More topsy-turvy is the story of Hepworth and Nicholson – how the sculptor and the painter met when married to other people and how they tried their best, as civilised people (not to mention positive-minded Christian Scientists), to avoid causing emotional pain. Inevitably, however, their inability to take decisive action resulted in extra suffering all round. Nicholson’s discarded wife Winifred behaved like “an absolute dear”, according to Barbara, who suggested that the two women should live together and welcome periodic visits from the man whom they both loved. Nicholson, conveniently, believed that as long as he stayed true to his own desires then happiness would automatically follow for everyone else.
Despite all the comings and goings, all three artists found time to practise their tennis, with Winifred perfecting what Ben called “a very pretty stroke”. What really threw a spanner in the works was the birth of triplets to Ben and Barbara in 1934. This was the sort of corporeal reality that abstract artists might find difficult to absorb. Who was going to look after the babies while Ben developed his “constructivist” painting and Barbara concentrated on her pebble-smooth sculptures? The nanny, of course. One of the happier results of the flatlined economy of the 1930s was that there was always a “local girl” around whether you were in Hampstead or St Ives, to mop floors and wipe noses.

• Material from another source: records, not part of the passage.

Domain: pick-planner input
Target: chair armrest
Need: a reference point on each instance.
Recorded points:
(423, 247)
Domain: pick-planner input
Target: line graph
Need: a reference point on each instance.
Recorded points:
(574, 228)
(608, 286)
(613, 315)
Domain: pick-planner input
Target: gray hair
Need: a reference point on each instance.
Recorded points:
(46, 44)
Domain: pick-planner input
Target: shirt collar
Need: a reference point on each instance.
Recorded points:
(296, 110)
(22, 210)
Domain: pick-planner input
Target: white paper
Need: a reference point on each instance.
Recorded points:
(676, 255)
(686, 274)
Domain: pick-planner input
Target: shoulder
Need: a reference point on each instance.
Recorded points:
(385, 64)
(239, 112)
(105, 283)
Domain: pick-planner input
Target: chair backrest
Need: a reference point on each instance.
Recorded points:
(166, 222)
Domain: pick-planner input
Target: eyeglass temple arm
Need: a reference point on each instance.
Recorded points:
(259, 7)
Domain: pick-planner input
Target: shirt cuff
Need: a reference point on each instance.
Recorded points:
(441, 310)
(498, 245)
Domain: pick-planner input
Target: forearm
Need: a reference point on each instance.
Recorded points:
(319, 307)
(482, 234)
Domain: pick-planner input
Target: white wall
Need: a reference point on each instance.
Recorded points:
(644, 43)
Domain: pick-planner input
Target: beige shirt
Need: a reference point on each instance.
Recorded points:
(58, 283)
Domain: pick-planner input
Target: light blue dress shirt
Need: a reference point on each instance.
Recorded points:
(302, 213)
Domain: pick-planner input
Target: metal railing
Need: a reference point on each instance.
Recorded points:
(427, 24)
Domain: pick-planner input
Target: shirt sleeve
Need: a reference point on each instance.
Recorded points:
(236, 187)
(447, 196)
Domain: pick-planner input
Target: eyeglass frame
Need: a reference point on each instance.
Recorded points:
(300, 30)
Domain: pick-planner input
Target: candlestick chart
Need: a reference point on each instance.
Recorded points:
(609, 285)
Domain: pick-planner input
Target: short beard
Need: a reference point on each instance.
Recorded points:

Circles and Squares is a skilful work of synthesis, which draws on the piles of biographies that already exist of the principals and supporting players. Given the huge cast of characters, it is perhaps inevitable that there are times when the narrative starts to sound like a boho court circular, an endless list of who has left for the south of France and who has turned up for dinner. But Maclean never forgets that ordinary life matters too. Someone takes the No 24 bus into town, while Jack Pritchard, co-designer of the Isokon building, quarrels with his architectural partner Wells Coates over where the bins are to go.
• Circles and Squares: The Lives and Art of the Hampstead Modernists is published by Bloomsbury (RRP £30).